TL;DR I destroyed my claim-usernames on a prod cluster deployed using current z2jh, and have a mob of nervous scientists scared they lost their data… how do I go about rebinding a hundred disk-HEXHEX GCP VM disks to the appropriate jupyterhub users?
In the process of finally deploying / converting our last cluster (prod, naturally, almost a half decade old and filled with custom hacks) to be fully terraform created, I accidentally destroyed our claim-username and pvc-HEXHEX yaml objects, and their snapshots.
I still have the data in GCP VM Disks, each user having a separate gcp disk for their homedir.
As far as I can tell, kubespawner creates the claim-username objects, and then the pvc-HEXHEXHEX are dynamically created by GKE (or any k8s storage provider), binding them to a GCP VM volume.

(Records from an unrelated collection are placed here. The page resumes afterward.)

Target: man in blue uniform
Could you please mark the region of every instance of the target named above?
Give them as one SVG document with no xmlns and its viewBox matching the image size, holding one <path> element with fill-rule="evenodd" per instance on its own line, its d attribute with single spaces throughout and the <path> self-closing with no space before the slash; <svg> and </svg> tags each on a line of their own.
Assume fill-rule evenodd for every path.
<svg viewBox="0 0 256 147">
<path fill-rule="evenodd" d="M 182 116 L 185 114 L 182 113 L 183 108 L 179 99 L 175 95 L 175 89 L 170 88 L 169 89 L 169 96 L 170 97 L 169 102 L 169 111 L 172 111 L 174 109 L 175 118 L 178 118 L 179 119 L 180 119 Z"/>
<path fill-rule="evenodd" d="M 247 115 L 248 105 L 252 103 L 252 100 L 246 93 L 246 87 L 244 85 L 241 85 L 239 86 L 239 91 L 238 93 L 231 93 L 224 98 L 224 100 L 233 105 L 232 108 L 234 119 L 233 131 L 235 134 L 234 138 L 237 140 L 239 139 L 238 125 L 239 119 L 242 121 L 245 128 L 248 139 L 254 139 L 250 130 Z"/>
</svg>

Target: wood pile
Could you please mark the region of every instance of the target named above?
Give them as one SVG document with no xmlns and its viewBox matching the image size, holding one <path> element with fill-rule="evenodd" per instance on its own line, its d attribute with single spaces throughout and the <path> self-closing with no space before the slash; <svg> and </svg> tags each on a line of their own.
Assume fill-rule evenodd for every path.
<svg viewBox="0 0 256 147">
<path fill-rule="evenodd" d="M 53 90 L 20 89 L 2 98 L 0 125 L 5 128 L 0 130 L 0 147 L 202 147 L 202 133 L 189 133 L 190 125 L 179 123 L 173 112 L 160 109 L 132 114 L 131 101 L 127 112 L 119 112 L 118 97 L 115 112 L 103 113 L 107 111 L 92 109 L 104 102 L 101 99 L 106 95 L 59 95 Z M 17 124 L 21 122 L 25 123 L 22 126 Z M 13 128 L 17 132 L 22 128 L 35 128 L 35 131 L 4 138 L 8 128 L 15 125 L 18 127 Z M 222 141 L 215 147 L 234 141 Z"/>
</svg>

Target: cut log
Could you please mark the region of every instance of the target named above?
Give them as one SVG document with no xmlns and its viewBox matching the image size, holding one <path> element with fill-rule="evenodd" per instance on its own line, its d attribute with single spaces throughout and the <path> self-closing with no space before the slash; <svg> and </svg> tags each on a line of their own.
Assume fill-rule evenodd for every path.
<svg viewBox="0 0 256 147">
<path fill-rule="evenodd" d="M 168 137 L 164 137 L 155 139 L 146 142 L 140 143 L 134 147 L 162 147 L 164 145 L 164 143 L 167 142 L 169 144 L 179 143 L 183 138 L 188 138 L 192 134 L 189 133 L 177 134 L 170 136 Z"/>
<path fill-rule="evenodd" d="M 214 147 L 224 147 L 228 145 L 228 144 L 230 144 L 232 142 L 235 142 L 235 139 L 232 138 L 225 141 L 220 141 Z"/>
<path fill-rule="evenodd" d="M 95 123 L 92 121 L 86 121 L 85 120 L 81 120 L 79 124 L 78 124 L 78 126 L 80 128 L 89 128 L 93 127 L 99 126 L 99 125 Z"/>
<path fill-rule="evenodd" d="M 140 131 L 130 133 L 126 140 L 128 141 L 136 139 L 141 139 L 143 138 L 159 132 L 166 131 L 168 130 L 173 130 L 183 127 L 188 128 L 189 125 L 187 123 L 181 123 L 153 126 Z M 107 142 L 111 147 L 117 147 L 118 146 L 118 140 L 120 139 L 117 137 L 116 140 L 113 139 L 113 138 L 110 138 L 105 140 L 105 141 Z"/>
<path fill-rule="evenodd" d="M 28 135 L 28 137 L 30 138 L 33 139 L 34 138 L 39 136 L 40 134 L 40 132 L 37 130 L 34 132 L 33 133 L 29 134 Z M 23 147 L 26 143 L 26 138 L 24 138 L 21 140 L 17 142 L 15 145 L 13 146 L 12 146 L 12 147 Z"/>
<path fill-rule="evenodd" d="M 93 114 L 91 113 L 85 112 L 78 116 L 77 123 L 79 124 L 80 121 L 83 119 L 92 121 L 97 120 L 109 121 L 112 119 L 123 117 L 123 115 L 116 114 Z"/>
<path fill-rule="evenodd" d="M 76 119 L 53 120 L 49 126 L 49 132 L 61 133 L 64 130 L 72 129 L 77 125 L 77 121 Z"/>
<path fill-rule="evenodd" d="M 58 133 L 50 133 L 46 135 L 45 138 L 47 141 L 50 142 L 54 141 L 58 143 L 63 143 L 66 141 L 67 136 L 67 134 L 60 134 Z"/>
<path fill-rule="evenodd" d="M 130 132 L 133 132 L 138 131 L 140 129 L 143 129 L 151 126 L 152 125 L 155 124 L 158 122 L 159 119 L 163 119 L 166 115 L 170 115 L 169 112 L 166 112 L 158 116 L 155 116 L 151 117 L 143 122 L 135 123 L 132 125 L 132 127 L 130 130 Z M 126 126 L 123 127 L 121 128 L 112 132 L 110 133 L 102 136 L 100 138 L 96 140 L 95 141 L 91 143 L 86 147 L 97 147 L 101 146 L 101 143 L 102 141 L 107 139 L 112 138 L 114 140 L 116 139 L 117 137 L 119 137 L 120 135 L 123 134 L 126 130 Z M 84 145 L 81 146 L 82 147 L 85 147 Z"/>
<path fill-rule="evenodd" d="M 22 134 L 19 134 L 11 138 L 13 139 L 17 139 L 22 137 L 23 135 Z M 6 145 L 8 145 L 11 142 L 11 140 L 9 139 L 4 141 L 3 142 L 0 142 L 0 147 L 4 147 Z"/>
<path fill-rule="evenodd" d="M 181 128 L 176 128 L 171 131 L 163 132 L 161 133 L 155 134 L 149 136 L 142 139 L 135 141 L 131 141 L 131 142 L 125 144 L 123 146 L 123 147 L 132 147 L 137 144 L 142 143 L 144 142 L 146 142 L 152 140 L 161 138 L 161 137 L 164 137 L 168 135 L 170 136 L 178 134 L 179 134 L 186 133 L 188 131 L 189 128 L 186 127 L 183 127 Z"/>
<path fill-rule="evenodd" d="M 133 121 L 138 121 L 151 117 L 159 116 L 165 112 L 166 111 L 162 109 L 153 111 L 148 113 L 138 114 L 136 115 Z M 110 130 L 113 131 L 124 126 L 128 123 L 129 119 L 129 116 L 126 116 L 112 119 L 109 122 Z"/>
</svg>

I can modify the claim-username objects with a fork of kubespawner or z2jh hackery, but they of course aren’t where the disk reference itself is stored, the only ref to the disk is in the pvc-HEXHEXHEX objects created in fulfilling the claim.
Of course, the disks have their metadata labels, including the org.jupyterhub/username field, so its not hard to find the right disk for each user… I just can’t figure out how to recreate dynamic claims that point at existing disks
Any help or “this is where I might start looking” appreciated even if this isn’t your expertise, because I haven’t found as much time to sleep as I’d like, I’m so happy the prod cluster is back, but I’m too dopey right now to figure out new complex k8s things… This has been a rough weekend with 3 days downtime on our prod juphub cluster (our longest in a few years kubespawner + z2jh) at a pretty bad moment.
Because this is a prod emergency, I’ve decided to be annoying and dual post here and on gitter. Appreciate your tolerance If you do have any ideas or are just k8s knowledgable and would be willing to help point me live for 30 minutes on gitter, I would really appreciate another pair of eyes at this moment.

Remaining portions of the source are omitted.